Humanity in general frankly, the Kantaben track doesn’t arise from my worrying about how people perceive orientation, that was really just a fun track. There was absolutely no grand thought process behind that. It was Tarun (Mansukhani) who said ‘Ok if that was a teaser, let’s make the whole film’. If you are slighted for your caste for your creed for your religion or your orientation that bothers me. It’s an orientation, it’s a preference and I believe that it’s really your right to choose.
Why aren’t you married at 36?
I don’t want to get married. I love children. And maybe in the future I might even consider having a child because I do feel I will be a good father. I know I have been a good son, and I will be a good father. I don’t want to be a good husband. At the moment I haven’t thought about whether I would adopt or go in for IVF but after I make My Name is Khan I will give this serious thought.

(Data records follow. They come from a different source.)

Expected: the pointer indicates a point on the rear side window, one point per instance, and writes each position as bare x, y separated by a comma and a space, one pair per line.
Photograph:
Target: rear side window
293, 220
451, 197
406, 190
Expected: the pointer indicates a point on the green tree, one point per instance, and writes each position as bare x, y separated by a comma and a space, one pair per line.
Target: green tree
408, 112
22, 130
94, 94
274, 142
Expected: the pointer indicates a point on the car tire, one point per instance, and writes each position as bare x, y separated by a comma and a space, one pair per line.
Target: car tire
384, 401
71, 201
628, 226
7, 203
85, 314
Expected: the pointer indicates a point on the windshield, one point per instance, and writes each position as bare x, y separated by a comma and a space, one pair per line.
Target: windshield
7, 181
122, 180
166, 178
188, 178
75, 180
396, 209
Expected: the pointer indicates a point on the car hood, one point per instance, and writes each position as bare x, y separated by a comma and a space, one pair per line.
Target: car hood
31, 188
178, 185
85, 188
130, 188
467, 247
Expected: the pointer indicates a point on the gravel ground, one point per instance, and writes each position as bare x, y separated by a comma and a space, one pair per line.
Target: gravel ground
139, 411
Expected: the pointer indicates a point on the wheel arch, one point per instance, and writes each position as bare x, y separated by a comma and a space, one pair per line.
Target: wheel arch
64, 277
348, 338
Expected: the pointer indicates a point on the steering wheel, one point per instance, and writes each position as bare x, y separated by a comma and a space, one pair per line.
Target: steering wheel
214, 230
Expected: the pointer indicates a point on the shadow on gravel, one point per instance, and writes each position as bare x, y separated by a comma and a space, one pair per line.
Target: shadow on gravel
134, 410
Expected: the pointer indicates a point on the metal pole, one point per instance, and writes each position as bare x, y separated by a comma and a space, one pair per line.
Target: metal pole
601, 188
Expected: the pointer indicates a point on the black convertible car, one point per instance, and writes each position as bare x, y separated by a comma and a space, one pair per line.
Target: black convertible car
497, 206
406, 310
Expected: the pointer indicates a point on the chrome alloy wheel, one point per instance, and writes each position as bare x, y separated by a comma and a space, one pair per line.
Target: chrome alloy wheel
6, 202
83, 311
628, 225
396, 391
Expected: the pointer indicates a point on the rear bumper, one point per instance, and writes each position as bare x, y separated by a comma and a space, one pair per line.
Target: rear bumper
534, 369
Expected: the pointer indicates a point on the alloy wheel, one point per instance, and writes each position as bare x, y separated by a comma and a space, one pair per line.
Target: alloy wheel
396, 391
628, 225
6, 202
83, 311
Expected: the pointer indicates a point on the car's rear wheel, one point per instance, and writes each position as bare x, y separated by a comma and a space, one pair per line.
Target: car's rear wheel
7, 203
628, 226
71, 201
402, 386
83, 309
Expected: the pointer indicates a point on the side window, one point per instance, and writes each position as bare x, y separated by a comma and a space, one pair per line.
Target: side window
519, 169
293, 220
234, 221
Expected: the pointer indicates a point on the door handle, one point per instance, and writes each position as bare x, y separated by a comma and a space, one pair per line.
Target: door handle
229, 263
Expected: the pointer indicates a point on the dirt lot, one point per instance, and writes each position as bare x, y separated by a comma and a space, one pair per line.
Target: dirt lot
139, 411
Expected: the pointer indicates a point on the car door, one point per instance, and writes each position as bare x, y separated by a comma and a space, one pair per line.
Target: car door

I know my child will be beautiful, will be fantastic, and will be great and I am really looking forward to that phase in my life.
No pressure from your mother?
She is very liberal. We are fantastic together; she is my friend, my buddy, my life, and my soulmate. At the end of the day, what do you want in a spouse? You are looking for a soul mate I have mine. I know I can share my silences with my mother and not feel compelled to say anything and she can give me that hug and may be that’s all I need for the week or the month. Beyond this relationship, I wouldn’t be able to have a relationship or a friendship with somebody who is just lovely and nice. I don’t even like those words. You have to be a little messed up for me to really love you.
Okay...
So I’d love to have a child and I think my mother and I will raise a child fantastically. I don’t need a wife I have my mom. Others around should feel envious of what I have with my mother because they all have a spouse and they have those bickerings and those problems, and their relationship with their own parents gets drained and as a result, eventually they have nothing. I am very sorted in my head.
If you discovered that your sexual orientation was not what people perceive you to be, how would you deal with it?
I don’t care about what people’s perceptions are. People have questioned me about my orientation often. I feel it’s nobody’s problem. There are two words, private and personal, which I haven’t put in this English language, but I know they mean something, that’s why they are attached to the word ‘life’, private life and personal life. It’s my prerogative to say, “it’s not your problem, and it’s none of your concern”. People don’t know any thing about me actually and I don’t want them to share whether I have a marriage hidden somewhere or I have a relationship that no one knows about or I don’t have anything and I am a monk in my head and I have taken an oath of celibacy.
Now for some rapid-fire questions these are
descriptions of you by people on the street.
Witty and bitchy:
I get that from my mum. If you ARE to be bitchy, you have to be witty, so I accept that as a compliment.
Smug:
I have tried very hard to be smug, tried very hard to be snobbish. It doesn’t work really. I am dying to be one, but I can’t. Unfortunately I have too much of my father in me.
Suave:
I am all about the new clothes I buy. I am all about wearing them; I am all about not repeating my clothes. I have more clothes and shoes than anyone can even dream of. I love the still camera I love the paparazzi. I love walking down red carpets.